Maya-Azua argues that the district court erred in denying his motion for a new trial.
* We review alleged Brady violations de novo to determine "whether the suppression of Brady material might have affected the outcome of the trial." United States v. Arias-Villanueva, 998 F.2d 1491, 1506 (9th Cir.), cert. denied, 114 S. Ct. 359 (1993). We will accept the district court's findings of fact unless clearly erroneous. United States v. Endicott, 869 F.2d 452, 454 (9th Cir. 1989).
Due process requires that the government disclose "evidence favorable to an accused ... where the evidence is material either to guilt or to punishment." Brady v. Maryland, 373 U.S. at 87. Favorable evidence includes information "that bears on the credibility of a significant witness in the case," United States v.

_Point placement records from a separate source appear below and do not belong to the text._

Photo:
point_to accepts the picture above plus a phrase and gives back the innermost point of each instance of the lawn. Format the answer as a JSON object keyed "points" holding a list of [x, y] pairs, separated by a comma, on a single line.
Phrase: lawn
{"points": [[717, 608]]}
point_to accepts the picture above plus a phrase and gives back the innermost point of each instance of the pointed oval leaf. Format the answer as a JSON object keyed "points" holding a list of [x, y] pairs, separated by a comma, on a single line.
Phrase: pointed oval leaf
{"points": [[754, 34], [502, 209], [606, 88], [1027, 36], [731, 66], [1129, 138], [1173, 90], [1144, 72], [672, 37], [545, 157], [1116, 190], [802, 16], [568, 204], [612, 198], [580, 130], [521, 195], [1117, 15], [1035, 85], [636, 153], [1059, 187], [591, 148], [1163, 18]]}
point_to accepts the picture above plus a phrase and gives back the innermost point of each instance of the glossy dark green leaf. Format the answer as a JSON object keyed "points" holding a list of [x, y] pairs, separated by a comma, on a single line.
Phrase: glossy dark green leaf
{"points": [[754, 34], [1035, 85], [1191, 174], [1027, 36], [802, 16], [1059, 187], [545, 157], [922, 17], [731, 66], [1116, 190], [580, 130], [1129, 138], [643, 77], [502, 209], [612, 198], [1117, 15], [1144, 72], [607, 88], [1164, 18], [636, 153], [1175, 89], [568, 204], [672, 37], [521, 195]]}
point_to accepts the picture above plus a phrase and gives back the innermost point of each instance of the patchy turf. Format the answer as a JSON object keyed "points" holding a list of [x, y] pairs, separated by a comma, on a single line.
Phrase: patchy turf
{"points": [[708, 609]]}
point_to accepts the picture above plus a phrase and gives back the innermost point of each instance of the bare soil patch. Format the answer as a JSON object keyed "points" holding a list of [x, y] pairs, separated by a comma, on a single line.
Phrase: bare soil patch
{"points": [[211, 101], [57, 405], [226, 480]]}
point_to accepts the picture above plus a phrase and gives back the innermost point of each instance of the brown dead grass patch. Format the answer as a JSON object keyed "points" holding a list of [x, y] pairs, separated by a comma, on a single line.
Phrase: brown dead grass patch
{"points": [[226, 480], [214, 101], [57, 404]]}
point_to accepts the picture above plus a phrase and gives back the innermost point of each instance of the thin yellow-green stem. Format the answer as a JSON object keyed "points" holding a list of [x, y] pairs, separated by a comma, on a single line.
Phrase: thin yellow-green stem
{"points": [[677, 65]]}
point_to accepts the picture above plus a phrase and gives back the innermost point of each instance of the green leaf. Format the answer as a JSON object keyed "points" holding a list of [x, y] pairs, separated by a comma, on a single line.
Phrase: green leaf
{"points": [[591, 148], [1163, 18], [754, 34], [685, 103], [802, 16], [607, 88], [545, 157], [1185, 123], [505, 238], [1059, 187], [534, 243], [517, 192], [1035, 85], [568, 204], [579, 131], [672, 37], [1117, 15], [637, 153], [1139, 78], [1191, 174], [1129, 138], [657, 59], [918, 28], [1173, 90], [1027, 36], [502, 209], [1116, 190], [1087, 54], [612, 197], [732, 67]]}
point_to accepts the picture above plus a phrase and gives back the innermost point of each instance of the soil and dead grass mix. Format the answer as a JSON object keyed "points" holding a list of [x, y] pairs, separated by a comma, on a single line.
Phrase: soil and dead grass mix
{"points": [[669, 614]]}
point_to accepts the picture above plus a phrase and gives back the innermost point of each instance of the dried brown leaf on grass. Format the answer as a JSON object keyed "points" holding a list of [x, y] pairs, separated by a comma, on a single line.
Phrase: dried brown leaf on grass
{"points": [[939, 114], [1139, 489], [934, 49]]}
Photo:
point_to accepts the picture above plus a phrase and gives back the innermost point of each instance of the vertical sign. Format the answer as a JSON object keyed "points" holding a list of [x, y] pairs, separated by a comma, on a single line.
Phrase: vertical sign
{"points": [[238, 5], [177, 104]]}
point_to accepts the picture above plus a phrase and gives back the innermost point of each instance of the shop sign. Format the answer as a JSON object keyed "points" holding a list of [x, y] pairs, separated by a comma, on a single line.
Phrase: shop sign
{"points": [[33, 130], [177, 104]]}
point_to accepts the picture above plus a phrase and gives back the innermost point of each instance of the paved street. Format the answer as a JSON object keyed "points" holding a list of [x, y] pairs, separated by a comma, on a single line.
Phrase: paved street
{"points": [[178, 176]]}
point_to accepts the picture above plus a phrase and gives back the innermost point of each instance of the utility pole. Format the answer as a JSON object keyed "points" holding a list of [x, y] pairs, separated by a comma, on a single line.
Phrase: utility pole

Strifler, 851 F.2d 1197, 1201 (9th Cir. 1988), cert. denied, 489 U.S. 1032 (1989), including impeachment evidence. United States v. Brumel-Alvarez, 991 F.2d 1452, 1461 (9th Cir. 1992).
The defendant bears the burden of showing that the evidence is material. Id. "Evidence is material if 'there is a reasonable probability that, had the evidence been disclosed to the defense, the result of the proceeding would have been different.' " Id. (quoting United States v. Bagley, 473 U.S. 667, 682 (1985)). "A 'reasonable probability' is a probability sufficient to undermine confidence in the outcome of the trial." Endicott, 869 F.2d at 455 (citing Bagley, 473 U.S. at 682).
Maya-Azua contends that the result of the proceeding would have been different if the information in the CI's "A" file and the record of his additional prior conviction had been disclosed to the defense before trial. Maya-Azua argues that he could have impeached the CI's credibility by introducing the evidence at trial.
Relevant evidence bearing on a witness' credibility must be timely revealed to defense counsel and "to the ultimate trier of fact, unless clearly cumulative or attenuated." United States v. Bernal-Obeso, 989 F.2d 331, 335 (9th Cir. 1993). We find confidential informants particularly untrustworthy. See id. at 333-34. Evidence impeaching an informant is highly significant, especially when his testimony provides the sole or primary evidence for conviction. See id. at 332-36.
The essential elements of the government's case against Maya-Azua rested on the testimony of the CI, and upon his credibility. Without the CI's testimony that Maya-Azua supplied him with samples of drugs, the only evidence linking Maya-Azua to the drug conspiracy was the cocaine and paraphernalia found in his closet, which he shared with another defendant. Standing alone, such evidence is not sufficient to support Maya-Azua's conviction. See United States v. Vazquez-Chan, 978 F.2d 546, 551 (9th Cir. 1992).
The evidence in the CI's "A" file that he lied to border officials and then used his position as an informant for the DEA to avoid prosecution is strong impeachment evidence. It demonstrates his propensity to lie to government agents, and his dependency on the DEA. Evidence of the CI's undisclosed drunk driving conviction directly contradicts his testimony at trial and may establish his propensity to lie under oath.
All the additional undisclosed evidence regarding the CI's credibility was material. We reverse Maya-Azua's conviction and remand this case to the district court for a new trial.